To study the hydroforming of their optical mirrors, the Laboratoire d’Astrophysique de Marseille (LAM), a public institution and astrophysics lab from the French National Center for Scientific Research (CNRS), turned to MSC Software’s Marc Nonlinear FEA analysis software.

Free-formed mirrors allow for a shape more complex than traditional telescopic mirrors, such as parabolas and hyperbolas. The mirrors therefore provide more degrees of freedom, allowing for improved performance and a reduction in the mass and size of the final instrument. However, they are traditionally made using computer controlled diamond point turning, which is costly and time consuming.


Optical mirror hydroforming process.

Hydroformed mirrors are key to the future of astronomical telescopes. The process uses a 10 MPa clamp, a mold, and fluid at a high pressure (45 MPa). The fluid applies force to the optical surface to deform the mirror into its final form. As the mirror surface doesn’t come into contact with mechanical tools, the surface of the mirror is of higher quality. Another benefit of the process is the reduced cost and time to produce a mirror with the required tolerance.

As the mirror experiences plastic deformation, however, the process is hard to optimize thanks to the nonlinearities of the material and geometry. As part of their solution, CNRS-LAM used Marc FEA analysis to optimize the process, determining residual errors and observing the spring back effect of the mirror. Marc’s fine tuning optimization proved to simulate a process which closely matched experiments with respect to error budgets in the order of micrometers, a precision needed for astronomical optics. Marc is also able to take into account the changing strain and Young Modulus of the material. CNRS-LAM and MSC suggest it is best to use a 2D and axisymmetrical calculation (or 3D down the line).

According to CNRS-LAM post-doc, Zalpha Challita, “We selected Marc to analyze the hydroforming process because Marc has demonstrated the ability to provide accurate results in problems involving complex nonlinear changes in geometry and materials properties … Marc demonstrated the ability to accurately model the hydroforming process and will be used extensively going forward.”


Case study: final mirror shape vs mold shape.

Challita adds, “These experiments are innovative because for the first time plastic deformation and hydroforming has been used to produce optical mirrors dedicated to astronomy instrumentation … The highly complex material and geometrical nonlinearities involved in plastic deformation of materials make it essential that accurate and iterative modeling of the process be performed in advance to determine the required mold shape to achieve the desired optical form.”
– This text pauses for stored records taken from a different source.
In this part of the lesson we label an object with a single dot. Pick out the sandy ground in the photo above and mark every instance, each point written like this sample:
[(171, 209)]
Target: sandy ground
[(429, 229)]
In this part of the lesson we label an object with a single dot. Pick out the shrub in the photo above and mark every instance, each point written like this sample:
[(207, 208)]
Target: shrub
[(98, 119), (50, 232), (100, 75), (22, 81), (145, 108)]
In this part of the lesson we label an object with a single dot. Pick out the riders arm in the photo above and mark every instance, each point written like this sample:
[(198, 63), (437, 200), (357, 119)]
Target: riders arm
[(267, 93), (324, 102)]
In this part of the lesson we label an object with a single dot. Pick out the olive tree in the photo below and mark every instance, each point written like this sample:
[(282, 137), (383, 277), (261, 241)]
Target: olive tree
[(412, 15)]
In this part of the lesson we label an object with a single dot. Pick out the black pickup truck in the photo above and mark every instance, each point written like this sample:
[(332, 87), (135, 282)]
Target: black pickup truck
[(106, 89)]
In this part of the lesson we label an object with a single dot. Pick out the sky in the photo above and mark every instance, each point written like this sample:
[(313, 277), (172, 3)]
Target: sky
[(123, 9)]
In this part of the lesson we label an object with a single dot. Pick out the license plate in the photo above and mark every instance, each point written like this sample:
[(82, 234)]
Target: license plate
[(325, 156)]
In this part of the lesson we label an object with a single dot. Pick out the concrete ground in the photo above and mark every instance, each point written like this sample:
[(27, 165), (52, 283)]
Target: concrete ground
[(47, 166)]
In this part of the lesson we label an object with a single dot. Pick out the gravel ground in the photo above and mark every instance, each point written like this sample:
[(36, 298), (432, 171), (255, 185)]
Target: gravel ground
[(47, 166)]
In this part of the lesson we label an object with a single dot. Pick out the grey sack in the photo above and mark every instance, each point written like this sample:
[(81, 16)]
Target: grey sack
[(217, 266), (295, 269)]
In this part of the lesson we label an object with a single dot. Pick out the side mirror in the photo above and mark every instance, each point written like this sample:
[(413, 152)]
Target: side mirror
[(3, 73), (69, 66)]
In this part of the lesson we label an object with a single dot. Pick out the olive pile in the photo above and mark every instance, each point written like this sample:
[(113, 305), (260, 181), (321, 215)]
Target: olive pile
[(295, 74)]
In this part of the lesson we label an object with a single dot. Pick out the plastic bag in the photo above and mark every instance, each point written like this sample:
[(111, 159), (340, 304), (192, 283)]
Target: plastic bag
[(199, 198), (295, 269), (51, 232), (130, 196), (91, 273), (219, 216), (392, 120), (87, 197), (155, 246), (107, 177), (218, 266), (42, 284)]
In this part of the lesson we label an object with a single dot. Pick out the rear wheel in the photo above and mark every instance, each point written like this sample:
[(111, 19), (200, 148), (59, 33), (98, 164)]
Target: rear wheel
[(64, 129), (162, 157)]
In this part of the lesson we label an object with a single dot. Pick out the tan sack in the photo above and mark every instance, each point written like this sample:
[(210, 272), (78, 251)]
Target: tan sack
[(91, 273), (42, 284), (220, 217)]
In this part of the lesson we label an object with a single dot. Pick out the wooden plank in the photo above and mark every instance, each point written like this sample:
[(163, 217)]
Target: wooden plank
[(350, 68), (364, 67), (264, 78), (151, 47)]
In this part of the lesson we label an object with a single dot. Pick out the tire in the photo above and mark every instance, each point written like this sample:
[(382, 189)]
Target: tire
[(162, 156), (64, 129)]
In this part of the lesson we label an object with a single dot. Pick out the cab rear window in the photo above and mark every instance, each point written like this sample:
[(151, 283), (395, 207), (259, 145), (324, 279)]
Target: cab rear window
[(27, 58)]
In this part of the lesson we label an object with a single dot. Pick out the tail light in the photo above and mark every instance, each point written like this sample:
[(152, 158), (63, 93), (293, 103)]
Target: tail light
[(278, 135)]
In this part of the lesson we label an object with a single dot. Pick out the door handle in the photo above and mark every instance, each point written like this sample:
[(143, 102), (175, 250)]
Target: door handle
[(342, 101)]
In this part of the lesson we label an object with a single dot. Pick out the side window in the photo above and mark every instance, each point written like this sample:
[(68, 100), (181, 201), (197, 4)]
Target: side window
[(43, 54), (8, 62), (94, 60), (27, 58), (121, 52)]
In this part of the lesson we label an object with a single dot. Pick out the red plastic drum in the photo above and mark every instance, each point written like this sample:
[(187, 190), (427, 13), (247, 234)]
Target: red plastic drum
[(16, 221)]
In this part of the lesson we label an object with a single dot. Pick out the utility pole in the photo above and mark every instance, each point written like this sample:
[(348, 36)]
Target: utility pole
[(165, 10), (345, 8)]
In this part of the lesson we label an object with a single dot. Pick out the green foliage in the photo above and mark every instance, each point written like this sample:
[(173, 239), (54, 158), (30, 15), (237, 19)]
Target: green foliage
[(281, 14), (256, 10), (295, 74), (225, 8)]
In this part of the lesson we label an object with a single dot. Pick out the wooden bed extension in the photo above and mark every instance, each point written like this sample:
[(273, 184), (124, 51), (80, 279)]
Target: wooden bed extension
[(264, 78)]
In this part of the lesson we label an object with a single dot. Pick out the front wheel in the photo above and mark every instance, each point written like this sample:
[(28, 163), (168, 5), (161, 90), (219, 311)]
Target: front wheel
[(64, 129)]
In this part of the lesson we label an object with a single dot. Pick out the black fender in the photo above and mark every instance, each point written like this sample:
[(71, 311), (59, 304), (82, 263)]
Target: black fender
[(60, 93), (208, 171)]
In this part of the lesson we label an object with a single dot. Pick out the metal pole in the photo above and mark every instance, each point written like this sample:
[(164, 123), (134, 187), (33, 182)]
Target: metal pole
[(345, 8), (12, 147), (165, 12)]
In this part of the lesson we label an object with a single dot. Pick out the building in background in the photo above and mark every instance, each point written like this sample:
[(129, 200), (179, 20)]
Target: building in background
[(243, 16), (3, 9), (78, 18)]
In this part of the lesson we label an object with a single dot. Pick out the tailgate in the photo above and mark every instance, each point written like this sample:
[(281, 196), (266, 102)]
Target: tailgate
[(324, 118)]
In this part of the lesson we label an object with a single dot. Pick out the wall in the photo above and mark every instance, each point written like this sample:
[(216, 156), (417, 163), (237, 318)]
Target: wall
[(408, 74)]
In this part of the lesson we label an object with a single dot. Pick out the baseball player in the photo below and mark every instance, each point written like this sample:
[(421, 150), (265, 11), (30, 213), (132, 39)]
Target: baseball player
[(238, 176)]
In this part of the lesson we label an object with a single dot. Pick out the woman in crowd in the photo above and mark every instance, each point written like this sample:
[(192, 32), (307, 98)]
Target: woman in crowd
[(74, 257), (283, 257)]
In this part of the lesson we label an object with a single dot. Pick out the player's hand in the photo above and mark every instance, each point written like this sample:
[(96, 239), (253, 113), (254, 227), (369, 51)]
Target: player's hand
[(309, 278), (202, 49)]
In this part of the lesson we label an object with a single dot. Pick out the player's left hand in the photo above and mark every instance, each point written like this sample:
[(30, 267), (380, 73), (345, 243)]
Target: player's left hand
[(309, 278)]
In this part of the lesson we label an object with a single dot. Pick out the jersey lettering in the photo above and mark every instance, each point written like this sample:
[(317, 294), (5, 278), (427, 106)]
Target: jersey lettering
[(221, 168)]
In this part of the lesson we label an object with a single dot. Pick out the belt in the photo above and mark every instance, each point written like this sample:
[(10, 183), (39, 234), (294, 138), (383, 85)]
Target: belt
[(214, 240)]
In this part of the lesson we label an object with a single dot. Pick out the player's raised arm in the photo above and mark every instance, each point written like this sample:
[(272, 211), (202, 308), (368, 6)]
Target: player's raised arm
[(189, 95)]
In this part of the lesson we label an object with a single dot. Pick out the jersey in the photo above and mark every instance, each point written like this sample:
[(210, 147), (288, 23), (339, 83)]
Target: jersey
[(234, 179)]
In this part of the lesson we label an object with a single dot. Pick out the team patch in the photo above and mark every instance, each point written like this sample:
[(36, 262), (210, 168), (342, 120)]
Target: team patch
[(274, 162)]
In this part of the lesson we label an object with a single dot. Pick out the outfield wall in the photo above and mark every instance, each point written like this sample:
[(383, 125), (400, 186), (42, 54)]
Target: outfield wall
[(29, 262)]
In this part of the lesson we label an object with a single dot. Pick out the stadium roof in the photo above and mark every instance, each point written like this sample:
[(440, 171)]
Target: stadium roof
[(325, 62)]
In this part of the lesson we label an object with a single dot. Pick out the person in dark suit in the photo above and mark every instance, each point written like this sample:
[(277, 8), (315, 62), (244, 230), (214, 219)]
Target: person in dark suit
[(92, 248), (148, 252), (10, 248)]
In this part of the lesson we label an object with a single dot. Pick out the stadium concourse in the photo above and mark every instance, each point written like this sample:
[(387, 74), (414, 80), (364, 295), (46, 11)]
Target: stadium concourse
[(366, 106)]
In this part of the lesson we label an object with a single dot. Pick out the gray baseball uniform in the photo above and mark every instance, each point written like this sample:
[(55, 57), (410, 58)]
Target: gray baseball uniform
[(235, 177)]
LAM is one of Europe’s leading astrophysics research facilities, and one of its fundamental research areas is the instrumentation needed for astrophysics research. No surprise then that the lab is also one of only a handful of French labs qualified to produce space mission quality instrumentation. Its joint research with CNRS and Aix-Marseille University includes 75 engineers, technicians and administrative staff who support 50 researchers, 18 doctoral students, 15 post docs and 20 contract employees.